GSoC 2018

From PostgreSQL wiki
Jump to navigationJump to search

This page is for collecting ideas for future Summer of Code projects.

Regarding Project Ideas

Project ideas are to be added here by community members.

NOTE: Google wants each idea to be supported by a few sentences and then a list of skills/reqs, difficulty level, potential mentors, expected outcomes, etc. Please add sections in this format.

Mentors (2018)

The following individuals have been listed as possible mentors on the below projects, and/or offered to be mentors for student-proposed projects:

  • Stephen Frost
  • David Steele
  • Aleksander Alekseev
  • Andrey Borodin
  • Alexander Korotkov
  • Simone Gotti
  • Anastasia Lubennikova
  • Atri Sharma
  • Teodor Sigaev
  • Oleg Bartunov
  • Mark Wong

High availability / failover based on logical replication for Stolon (2018)

Project Description

Currently there are plenty HA solutions for PostgreSQL based on physical (streaming) replication - patroni, Stolon, RepMgr, and others. Unfortunately there is no solution that uses logical replication introduced in PostgreSQL 10. The main advantage of logical replication over physical replication in this context is an ability to upgrade PostgreSQL without a downtime. Also logical replication allows to use temporary tables on replicas. The idea of this project is to introduce logical replication support for Stolon.

It worth noticing that this tool has a potential to evolve in a full-feature open source NewSQL layer on top of PostgreSQL that will support sharding, rebalancing (which is also impossible with physical replication), Percolator-like distributed transactions, convenient web-panel, etc.
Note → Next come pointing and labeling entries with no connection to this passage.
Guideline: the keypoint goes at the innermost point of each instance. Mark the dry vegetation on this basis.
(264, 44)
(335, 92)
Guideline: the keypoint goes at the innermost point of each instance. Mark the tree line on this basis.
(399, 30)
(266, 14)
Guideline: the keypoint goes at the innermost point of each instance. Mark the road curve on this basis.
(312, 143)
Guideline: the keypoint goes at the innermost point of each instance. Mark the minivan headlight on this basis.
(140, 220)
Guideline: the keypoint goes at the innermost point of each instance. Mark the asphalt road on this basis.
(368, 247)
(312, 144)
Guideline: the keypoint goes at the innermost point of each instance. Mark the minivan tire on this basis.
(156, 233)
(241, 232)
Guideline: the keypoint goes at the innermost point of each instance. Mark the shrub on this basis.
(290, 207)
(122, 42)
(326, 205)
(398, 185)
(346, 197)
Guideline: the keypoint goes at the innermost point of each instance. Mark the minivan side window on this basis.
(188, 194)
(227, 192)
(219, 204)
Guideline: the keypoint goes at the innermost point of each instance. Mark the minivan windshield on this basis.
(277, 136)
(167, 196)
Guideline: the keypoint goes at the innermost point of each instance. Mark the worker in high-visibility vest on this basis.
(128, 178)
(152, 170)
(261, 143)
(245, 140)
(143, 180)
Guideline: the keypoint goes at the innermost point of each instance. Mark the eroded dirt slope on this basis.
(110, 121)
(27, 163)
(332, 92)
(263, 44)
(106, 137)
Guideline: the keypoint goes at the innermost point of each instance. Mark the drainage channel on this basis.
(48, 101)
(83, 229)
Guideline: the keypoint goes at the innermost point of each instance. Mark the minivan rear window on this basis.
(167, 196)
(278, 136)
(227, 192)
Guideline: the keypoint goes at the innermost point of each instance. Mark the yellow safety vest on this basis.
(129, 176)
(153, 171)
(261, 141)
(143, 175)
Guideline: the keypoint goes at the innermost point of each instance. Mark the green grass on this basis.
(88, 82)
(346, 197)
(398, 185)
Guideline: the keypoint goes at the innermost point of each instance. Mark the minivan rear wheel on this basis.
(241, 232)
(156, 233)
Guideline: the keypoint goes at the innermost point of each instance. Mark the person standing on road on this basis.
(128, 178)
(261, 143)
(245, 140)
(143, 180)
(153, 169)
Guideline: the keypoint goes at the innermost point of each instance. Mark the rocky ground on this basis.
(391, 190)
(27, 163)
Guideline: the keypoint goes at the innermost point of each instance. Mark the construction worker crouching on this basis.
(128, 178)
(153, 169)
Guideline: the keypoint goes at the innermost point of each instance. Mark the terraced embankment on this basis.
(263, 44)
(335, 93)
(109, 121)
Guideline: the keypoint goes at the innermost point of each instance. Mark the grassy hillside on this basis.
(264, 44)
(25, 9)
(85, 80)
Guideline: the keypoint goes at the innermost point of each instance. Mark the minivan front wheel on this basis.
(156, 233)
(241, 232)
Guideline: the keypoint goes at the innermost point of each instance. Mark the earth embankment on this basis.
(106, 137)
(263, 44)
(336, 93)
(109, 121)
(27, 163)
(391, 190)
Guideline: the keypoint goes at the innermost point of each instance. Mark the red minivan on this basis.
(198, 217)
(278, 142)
These are subjects for further GSoC projects though.

Skills needed
  • Knowledge of Go programming language
  • Optional - knowledge of Python programming language (for testing)
  • Experience of using Consul, etcd or similar service discovery application
  • Understanding of how distributed systems work - what is netsplit, leader election, Jepsen testing, etc
Difficulty Level

Above average.

Potential Mentors
  • Simone Gotti, Open Source software engineer and architect, Stolon developer
  • Aleksander Alekseev, PostgreSQL contributor, author of zson and pg_protobuf extensions, MSU lecturer.
Expected Outcomes

Augment Stolon to abstract away data replication technique, so that both streaming replication and logical replication could be used. It should also be noted that currently logical replication has some limitations, most importantly DDL replication is not supported. This particular project doesn't imply solving these issues.
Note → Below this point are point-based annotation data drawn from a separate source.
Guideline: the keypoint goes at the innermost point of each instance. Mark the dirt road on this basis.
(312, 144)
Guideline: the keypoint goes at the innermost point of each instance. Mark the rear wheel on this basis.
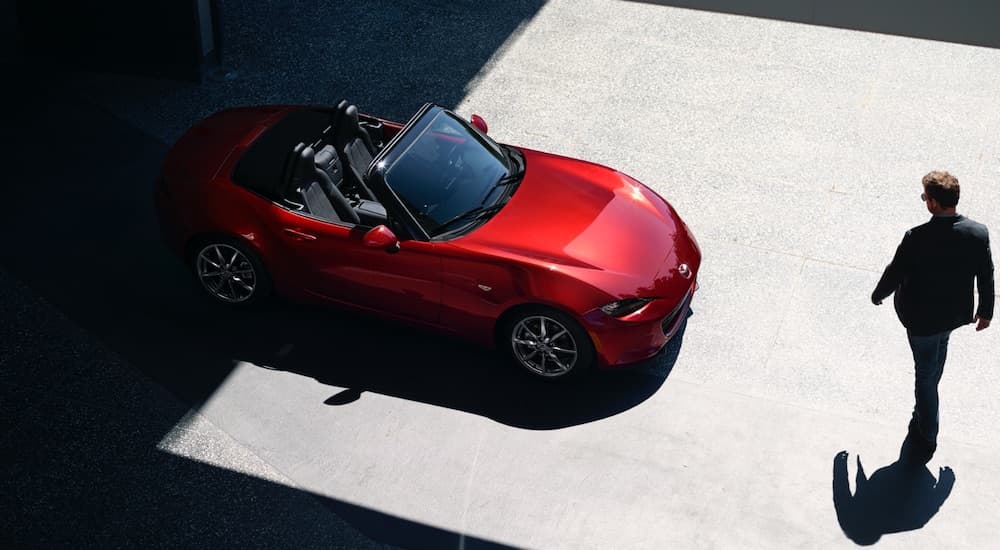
(230, 272)
(548, 343)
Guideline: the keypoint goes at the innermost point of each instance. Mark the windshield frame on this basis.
(397, 149)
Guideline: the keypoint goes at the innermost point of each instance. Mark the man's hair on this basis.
(942, 187)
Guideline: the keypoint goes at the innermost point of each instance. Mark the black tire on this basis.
(547, 343)
(230, 271)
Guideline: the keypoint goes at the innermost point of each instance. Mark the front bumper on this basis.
(621, 345)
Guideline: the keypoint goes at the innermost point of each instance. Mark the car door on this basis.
(339, 267)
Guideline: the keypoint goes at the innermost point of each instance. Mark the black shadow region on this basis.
(902, 496)
(971, 22)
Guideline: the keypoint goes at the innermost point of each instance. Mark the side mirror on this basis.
(480, 123)
(383, 238)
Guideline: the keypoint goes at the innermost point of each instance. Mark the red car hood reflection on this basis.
(575, 213)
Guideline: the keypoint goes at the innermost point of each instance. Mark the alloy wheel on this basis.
(226, 273)
(544, 346)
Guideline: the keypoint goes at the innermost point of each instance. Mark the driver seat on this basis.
(316, 189)
(357, 148)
Thrift datatype support (2018)

Project Description

One of advantages of document-oriented databases like MongoDB or Couchbase over RDBMSs is an ability to change the data scheme easily, fast and often. The traditional approach in RDBMS world involves doing an expensive ALTER TABLE operation, slow upgrade of an existing data, and stuff like this. This approach is often slow and inconvenient for application developers.
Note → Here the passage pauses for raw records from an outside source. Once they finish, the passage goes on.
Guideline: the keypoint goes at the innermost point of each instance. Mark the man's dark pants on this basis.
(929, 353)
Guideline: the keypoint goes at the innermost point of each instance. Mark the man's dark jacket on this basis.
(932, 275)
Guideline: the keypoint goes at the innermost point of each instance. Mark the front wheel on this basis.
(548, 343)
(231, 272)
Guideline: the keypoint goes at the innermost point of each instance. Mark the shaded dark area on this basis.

To solve this issue PostgreSQL provides JSON and JSONB datatypes. Unfortunately JSONB has a disadvantage of storing all documents keys, which is a lot of redundant data.

One possibility to to reduce JSONB redundancy is to use zson extension. It compresses JSONB documents using shared dictionary of common strings that appear in all or most documents. This approach has its limitations though. Particularly, since data schema evolves, the dictionary has to be updated from time to time. Also zson can affect the build-in mechanism of PostgreSQL of compressing data using PGLZ algorithm since this mechanism uses some heuristics to recognize data that compresses well. Thus sometimes zson can reduce the overall performance.

There is another extension --- pg_protobuf. Basically it provides Protobuf support for PostgreSQL. It seems to solve all the issues described above and doesn't have any disadvantages of zson extension.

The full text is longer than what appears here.